TO THE LIFEBOATS: Gruner + Jahr better hurry up and find a buyer for YM before there’s nothing left to sell. Creative director Amy Demas is leaving to join the Minneapolis advertising agency Peterson Milla Hooks as art director. Demas, who has been at YM since 2001, oversaw the magazine’s recent redesign. She won’t be the last to depart; insiders say many, if not most, of the title’s editorial staffers are hoping to find work elsewhere, assuming that whomever buys YM will restaff it or shut it down altogether. The latest speculation is that Rodale, which owns Men’s Health and Organic Style, is considering a bid. Asked about it, a Rodale spokeswoman said, “We have conversations with many like-minded potential partners, but we do not discuss the details of our conversations.” — Jeff Bercovici

DARK PROPHET: Seymour Hersh, the dean of American investigative journalism, was in top form Tuesday when he addressed a lunch gathering hosted by the American Society of Magazine Editors. The prolific New Yorker writer shared his gloomy views on the current administration and the prospects for stability in Iraq with a crowd that included Elle editor in chief Roberta Myers, Playboy editor in chief Chris Napolitano and Newsweek editor Mark Whitaker. “The question I keep thinking about is how did eight or nine neocons, utopians, take control of the government?” Hersh said by way of warm-up.

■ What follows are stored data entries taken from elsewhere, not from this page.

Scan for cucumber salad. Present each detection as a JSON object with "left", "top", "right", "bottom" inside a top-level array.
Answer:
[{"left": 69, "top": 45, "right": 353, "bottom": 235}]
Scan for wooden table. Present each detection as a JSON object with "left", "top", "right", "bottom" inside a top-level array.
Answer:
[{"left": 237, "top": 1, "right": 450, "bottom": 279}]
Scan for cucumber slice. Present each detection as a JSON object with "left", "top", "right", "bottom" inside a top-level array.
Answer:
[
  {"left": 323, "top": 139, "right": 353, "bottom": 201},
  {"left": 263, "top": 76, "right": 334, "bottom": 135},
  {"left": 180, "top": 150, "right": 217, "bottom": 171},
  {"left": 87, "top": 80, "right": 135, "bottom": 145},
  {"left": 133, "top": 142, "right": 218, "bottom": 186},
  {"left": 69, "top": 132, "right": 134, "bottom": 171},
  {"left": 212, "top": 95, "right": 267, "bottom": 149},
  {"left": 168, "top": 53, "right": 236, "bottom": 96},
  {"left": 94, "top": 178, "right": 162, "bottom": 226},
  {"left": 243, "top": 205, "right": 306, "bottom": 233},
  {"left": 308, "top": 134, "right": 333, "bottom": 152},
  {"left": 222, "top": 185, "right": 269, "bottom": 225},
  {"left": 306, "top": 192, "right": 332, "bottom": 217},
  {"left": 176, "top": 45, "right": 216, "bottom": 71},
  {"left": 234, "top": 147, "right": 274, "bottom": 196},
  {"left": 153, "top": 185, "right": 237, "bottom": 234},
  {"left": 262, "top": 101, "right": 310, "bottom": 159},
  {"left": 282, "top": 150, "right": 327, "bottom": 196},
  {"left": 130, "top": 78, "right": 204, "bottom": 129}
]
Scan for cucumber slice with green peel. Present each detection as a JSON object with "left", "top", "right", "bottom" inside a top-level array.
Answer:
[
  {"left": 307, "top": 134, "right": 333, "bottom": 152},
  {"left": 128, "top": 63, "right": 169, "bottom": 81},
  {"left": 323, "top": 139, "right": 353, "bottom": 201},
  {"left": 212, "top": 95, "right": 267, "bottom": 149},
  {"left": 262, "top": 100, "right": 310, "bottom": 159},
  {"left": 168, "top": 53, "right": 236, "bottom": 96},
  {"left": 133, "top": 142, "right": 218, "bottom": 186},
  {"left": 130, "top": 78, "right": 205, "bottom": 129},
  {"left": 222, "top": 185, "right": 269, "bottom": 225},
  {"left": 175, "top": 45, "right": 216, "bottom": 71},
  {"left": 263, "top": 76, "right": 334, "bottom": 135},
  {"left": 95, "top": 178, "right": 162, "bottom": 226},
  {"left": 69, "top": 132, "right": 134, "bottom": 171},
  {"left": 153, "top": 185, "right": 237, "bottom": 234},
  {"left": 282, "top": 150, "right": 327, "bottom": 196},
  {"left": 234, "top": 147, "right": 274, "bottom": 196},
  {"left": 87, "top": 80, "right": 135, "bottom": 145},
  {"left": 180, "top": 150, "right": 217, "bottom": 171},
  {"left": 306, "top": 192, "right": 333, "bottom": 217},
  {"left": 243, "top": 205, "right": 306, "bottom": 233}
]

He predicted that President Bush would be forced to reinstate the draft in a hypothetical second term, said the Pentagon had failed to account for billions of dollars, and called the abuses at Camp X-Ray in Guantanamo Bay “much worse than Abu Ghraib.” He also had choice words for Henry Kissinger (“At least you knew there was some rationality somewhere. There isn’t with these guys.”) And as for Bill Clinton (“I admire Clinton — he was the first president since World War II to bomb white people.”) By the time Hersh declared, “The insurgency is us, baby,” most listeners were all but ready to take the advice he claimed to give anyone who asks: “Sell short and buy some property in Tuscany.” — J.B.